The fourth time is still a special one for Kirbie Crouse. No matter how many times the 2016 breakaway champion comes to the College National Finals Rodeo, she still gets butterflies. Her secret to combat them is serenity.
In other words, Kirbie Crouse has found peace.
“I’ve just learned to take everything one day at a time, one round at a time and just let everything play out like it’s supposed to be and be calm,” Crouse said. “Every run I’ve just tried to stay calm and if it ends up being fast or if it ends up being slower, it doesn’t matter as long as it’s caught.”
The Missouri Valley College standout finished Tuesday night’s performance at the Casper Events Center in sole possession of first with breathing room between herself and second place.
Crouse had a 2.6-second run Tuesday night to bring her average to 7.8 seconds on three head. Northwest Oklahoma State’s Brandi Hollenbeck, who won Tuesday night’s performance with a 2.5 sits in second with an 8.9 on three head.
Crouse wasn’t able to capture back-to-back championships last year but two out of three would work fine for her.
“It just feels really good to be back out here and able to have another chance at it,” she said.
Samantha Chick stole some of the shine in Tuesday’s slack with a 2.0, which was just one-tenth of a second off the arena record.
“I had some tough luck on the first one,” she said. “They actually let my calf out while I was riding in the box so then I had to run the extra calf and he ended up out-running me really bad so I knew with the second one I wanted to win the round.”

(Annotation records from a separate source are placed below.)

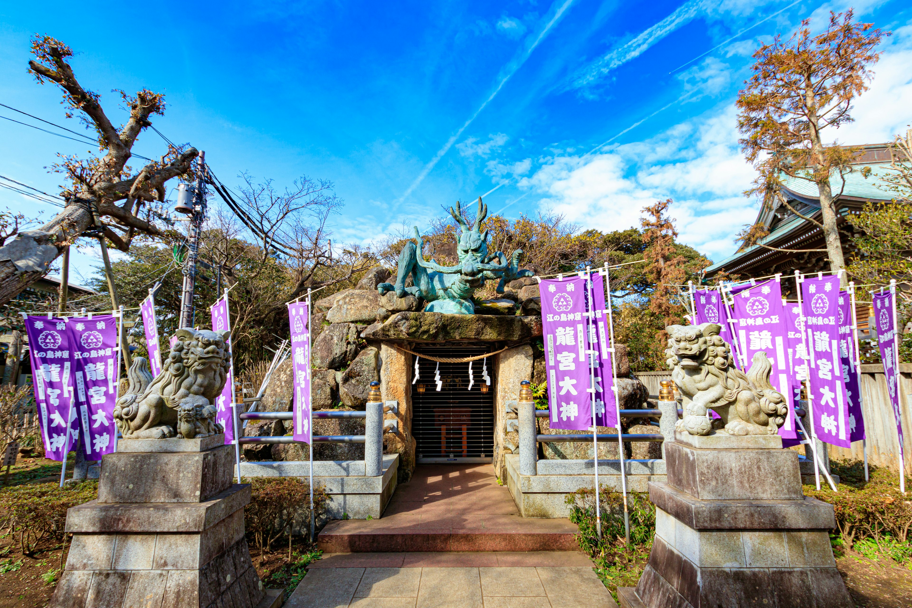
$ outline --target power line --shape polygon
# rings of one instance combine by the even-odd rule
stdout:
[[[44,194],[45,196],[51,197],[52,199],[60,199],[61,201],[64,200],[64,198],[61,197],[61,196],[57,196],[57,194],[48,194],[47,192],[46,192],[44,191],[38,190],[37,188],[32,188],[28,184],[22,183],[21,181],[16,181],[16,180],[14,180],[12,178],[8,178],[8,177],[6,177],[5,175],[0,175],[0,180],[5,180],[6,181],[12,181],[15,184],[19,184],[20,186],[27,188],[28,190],[34,190],[36,192],[40,192],[41,194]]]
[[[60,126],[60,125],[58,125],[58,124],[56,124],[56,123],[53,123],[53,122],[51,122],[51,121],[49,121],[49,120],[45,120],[44,119],[39,119],[39,118],[38,118],[38,117],[36,117],[36,116],[32,116],[32,115],[31,115],[31,114],[29,114],[28,112],[23,112],[23,111],[22,111],[21,109],[16,109],[16,108],[13,108],[12,106],[7,106],[7,105],[6,105],[6,104],[5,104],[5,103],[0,103],[0,106],[3,106],[4,108],[8,108],[8,109],[11,109],[11,110],[13,110],[14,112],[18,112],[19,114],[25,114],[26,116],[27,116],[27,117],[28,117],[28,118],[30,118],[30,119],[35,119],[36,120],[40,120],[41,122],[43,122],[43,123],[45,123],[45,124],[47,124],[47,125],[51,125],[52,127],[57,127],[57,129],[64,129],[65,131],[69,131],[70,133],[73,133],[74,135],[78,135],[78,136],[79,136],[80,138],[86,138],[87,139],[88,139],[88,140],[89,140],[89,141],[91,141],[92,143],[96,143],[96,144],[97,144],[97,143],[98,143],[98,140],[97,139],[93,139],[92,138],[88,137],[88,135],[84,135],[84,134],[82,134],[82,133],[79,133],[79,132],[78,132],[78,131],[74,131],[74,130],[73,130],[73,129],[67,129],[66,127],[62,127],[62,126]],[[31,125],[29,125],[29,126],[31,126]]]
[[[40,127],[36,127],[35,125],[30,125],[27,122],[22,122],[20,120],[15,120],[15,119],[11,119],[9,117],[6,117],[6,116],[0,116],[0,119],[5,119],[6,120],[9,120],[11,122],[15,122],[15,123],[19,124],[19,125],[24,125],[26,127],[31,127],[32,129],[36,129],[39,131],[44,131],[45,133],[50,133],[51,135],[56,135],[58,138],[64,138],[66,139],[72,139],[73,141],[78,141],[79,143],[92,143],[92,144],[94,144],[96,146],[98,145],[98,139],[92,139],[91,138],[89,138],[87,135],[82,135],[81,133],[78,133],[77,131],[74,131],[74,130],[71,130],[69,129],[67,129],[66,127],[61,127],[60,125],[56,125],[53,122],[50,122],[48,120],[45,120],[44,119],[39,119],[36,116],[32,116],[28,112],[23,112],[21,109],[16,109],[15,108],[7,106],[6,104],[0,104],[0,106],[3,106],[4,108],[9,108],[9,109],[11,109],[11,110],[13,110],[15,112],[19,112],[20,114],[25,114],[26,116],[31,117],[31,118],[35,119],[36,120],[40,120],[41,122],[45,122],[45,123],[47,123],[48,125],[53,125],[54,127],[57,127],[57,129],[64,129],[66,131],[69,131],[70,133],[74,133],[76,135],[78,135],[81,138],[85,138],[85,140],[83,140],[83,139],[77,139],[76,138],[71,138],[68,135],[64,135],[63,133],[55,133],[54,131],[49,131],[47,129],[41,129]],[[155,131],[158,132],[158,129],[156,129]],[[159,135],[161,135],[161,134],[159,133]],[[162,137],[164,137],[164,136],[162,136]],[[130,151],[130,156],[135,156],[138,159],[142,159],[143,160],[149,160],[150,162],[152,162],[151,159],[150,159],[148,157],[145,157],[145,156],[142,156],[141,154],[137,154],[137,153],[135,153],[133,151]]]

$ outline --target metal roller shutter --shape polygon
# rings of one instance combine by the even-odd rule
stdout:
[[[415,352],[439,357],[468,357],[490,353],[482,346],[434,345]],[[412,433],[418,462],[491,462],[494,449],[494,361],[488,357],[491,386],[482,377],[482,361],[473,361],[474,384],[469,390],[468,363],[441,363],[442,386],[437,390],[437,362],[419,359],[419,380],[412,386]],[[483,392],[484,388],[487,392]],[[423,392],[422,392],[423,389]]]

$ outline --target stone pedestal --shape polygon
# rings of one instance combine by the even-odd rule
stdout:
[[[103,457],[98,499],[67,513],[73,533],[52,608],[266,608],[250,561],[234,448],[205,439],[127,439]],[[276,604],[277,605],[277,604]]]
[[[833,507],[802,492],[778,436],[676,434],[668,482],[649,482],[652,552],[625,608],[853,605],[836,571]]]

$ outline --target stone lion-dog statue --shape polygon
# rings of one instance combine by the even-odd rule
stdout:
[[[766,353],[757,353],[751,370],[743,374],[734,366],[731,347],[719,335],[720,329],[715,323],[666,327],[671,379],[684,397],[684,417],[676,428],[710,434],[708,410],[712,409],[730,435],[775,435],[785,422],[788,405],[770,384],[772,366]]]
[[[137,357],[127,377],[130,388],[117,401],[114,419],[125,439],[205,438],[224,431],[215,420],[231,365],[229,332],[179,329],[159,376]]]

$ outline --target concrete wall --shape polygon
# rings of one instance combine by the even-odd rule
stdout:
[[[383,451],[399,454],[399,475],[408,480],[415,470],[415,438],[411,435],[411,375],[414,366],[412,356],[396,348],[389,342],[380,347],[380,395],[384,401],[399,401],[399,411],[388,412],[387,419],[399,421],[396,433],[383,436]]]
[[[519,445],[519,435],[516,431],[506,430],[508,417],[506,402],[519,399],[519,383],[523,380],[532,380],[533,352],[532,346],[523,345],[503,351],[494,357],[494,377],[496,393],[494,395],[494,471],[502,480],[506,479],[506,464],[504,454],[513,450],[504,446],[511,443]],[[510,418],[515,418],[511,414]]]
[[[906,470],[912,470],[912,364],[899,364],[900,381],[899,414],[902,418],[905,443]],[[899,440],[896,437],[896,417],[886,391],[886,380],[881,364],[861,366],[862,412],[865,416],[865,434],[867,437],[867,461],[878,467],[899,470]],[[851,449],[829,446],[830,458],[834,459],[862,459],[862,443],[855,441]]]

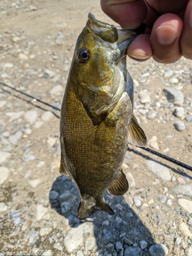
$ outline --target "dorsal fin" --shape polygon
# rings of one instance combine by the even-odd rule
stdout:
[[[133,115],[130,122],[128,142],[134,146],[146,147],[147,139],[145,134]]]

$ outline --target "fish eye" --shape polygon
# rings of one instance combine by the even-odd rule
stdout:
[[[83,48],[79,50],[77,53],[77,58],[81,63],[83,63],[88,60],[90,56],[90,52],[88,49]]]

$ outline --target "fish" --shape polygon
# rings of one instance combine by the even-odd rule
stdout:
[[[90,13],[78,37],[61,109],[59,172],[77,187],[80,220],[98,210],[114,214],[104,192],[127,191],[121,166],[128,143],[146,146],[133,115],[133,82],[126,67],[127,47],[144,30],[122,30]]]

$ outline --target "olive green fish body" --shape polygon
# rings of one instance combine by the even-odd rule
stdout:
[[[137,141],[142,146],[146,143],[143,132],[133,118],[133,84],[126,69],[127,46],[118,45],[114,26],[91,14],[89,18],[77,40],[60,125],[60,172],[77,185],[81,219],[98,209],[114,214],[103,198],[104,191],[108,188],[118,196],[127,190],[121,165],[128,142]],[[93,32],[94,26],[97,27],[92,28]],[[133,135],[132,127],[138,136]]]

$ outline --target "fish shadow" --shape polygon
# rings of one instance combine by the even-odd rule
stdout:
[[[93,223],[97,255],[123,256],[125,255],[124,251],[127,248],[140,247],[140,241],[143,240],[147,246],[141,249],[141,254],[143,251],[145,255],[150,255],[148,248],[155,244],[153,236],[123,196],[113,197],[106,190],[104,197],[114,210],[114,215],[110,216],[99,210],[81,221],[77,218],[80,196],[76,185],[69,178],[65,176],[58,177],[53,184],[49,196],[52,208],[68,220],[71,227],[76,228],[85,222]],[[119,247],[122,245],[122,248],[115,248],[117,242],[120,243]],[[133,252],[130,252],[126,255],[135,255]],[[140,254],[137,252],[135,255]]]

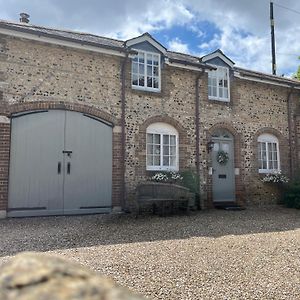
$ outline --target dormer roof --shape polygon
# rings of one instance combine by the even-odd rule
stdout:
[[[232,61],[228,56],[226,56],[220,49],[217,49],[216,51],[210,54],[202,56],[201,61],[208,62],[209,60],[212,60],[214,58],[221,59],[225,64],[227,64],[231,68],[233,68],[234,66],[234,61]]]
[[[153,47],[155,47],[158,51],[160,51],[163,54],[166,54],[166,52],[167,52],[167,48],[165,48],[156,39],[154,39],[152,37],[152,35],[148,32],[145,32],[138,37],[135,37],[135,38],[125,41],[125,46],[132,47],[136,44],[143,43],[143,42],[148,42],[149,44],[151,44]]]

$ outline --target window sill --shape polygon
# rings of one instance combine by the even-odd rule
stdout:
[[[139,86],[135,86],[135,85],[131,85],[131,88],[133,90],[151,92],[151,93],[160,93],[161,92],[160,88],[155,89],[155,88],[139,87]]]
[[[177,167],[147,167],[146,171],[156,171],[156,172],[172,172],[172,171],[179,171],[179,168]]]
[[[271,169],[271,170],[259,169],[258,170],[259,174],[273,174],[273,173],[278,173],[278,172],[280,172],[279,169]]]
[[[209,100],[213,100],[213,101],[220,101],[220,102],[230,102],[229,98],[218,98],[218,97],[212,97],[212,96],[208,96]]]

Confidence carried Ty Harris to the 2018 College National Finals Rodeo. He’s hoping it carries him through Saturday evening at the Events Center.
One of the few representatives in Casper from Cisco College, Harris stands in sole possession of first place in tie-down roping after the second go-round.
He looked comfortable coming off his horse and scoring an 8.6, the fastest time in the second go.
“I don’t ever get nervous before rodeos usually because my confidence comes from practice,” Harris said. “I know I’m prepared, I know my horse is prepared and if it doesn’t work out, it doesn’t work. I was pretty confident and I wasn’t nervous coming in.”
Harris plans to stay aggressive when he ropes in his third go on Thursday night in hopes of qualifying for Saturday’s short go.
The biggest threat to Harris’ chances is Haven Meged of West Oklahoma State, who moved into first in the average after a 9.8-second run in Tuesday night’s performance.
The Central Arizona Community College team of Clay Elkington and Cole Sherwood led after Tuesday’s slack and only furthered their legend in the night performance. A 13.4 after two turned into an impressive 19.3 on three and the duo hold firm control in the event.
In second is the team of Gillette College’s Kellan Johnson and Casper College’s Trey Yates. The two stand at 24.8 following a 6.3 that invigorated the audience.
“We had a little tough luck in the first run,” Yates said, “but we’ve made two good runs since and put ourselves in position to win something and it feels good. I’ve been here three times previous and this is the first time I’ve had a chance.”
Tristan Martin of East Mississippi Community College stands alone atop the standings. The sophomore bulldoger threw down his second 4.2 of the week in the third go for a 12.7 on three head. Second place Gabe Soileau of McNeese State is at 17.1.
“It’ll get smaller by the end of the week,” Martin said of his lead. “A lot of guys will come back and answer.”
Martin doesn’t plan to stretch his current momentum. His family’s in town so they’ll enjoy the rodeo at night and Casper the rest of the time instead of seeking out other rodeos in the area. Martin will not have to perform again until Saturday.
The final performances in barrel racing should bring heightened drama.
Kynzie McNeill of Texas Tech leads with 43.29 on three after a 14.22 — the fastest run of the week — Tuesday night. Then there’s Maddy Dickens of Odessa College at 43.49. Gillette College’s Riley Addington currently sits in third with a 44.32.
Addington and her horse saved their best performance for last, hoping that’s enough for them both to return for the short go.
“Everything kind of went well for me today,” Addington said. “It all came together. He fired, we did really well. I just sat and let him do his thing. It was really fun.”
Maddee Doerr of Cochese College immediately stole the spotlight from Cal Poly’s Courtney Wood with a 6.1 in the third go to take the overall lead.
Doerr now has an average of 19.3 while Wood sits in a tie for second with Jenna Dallyn of South Plains at 20.0.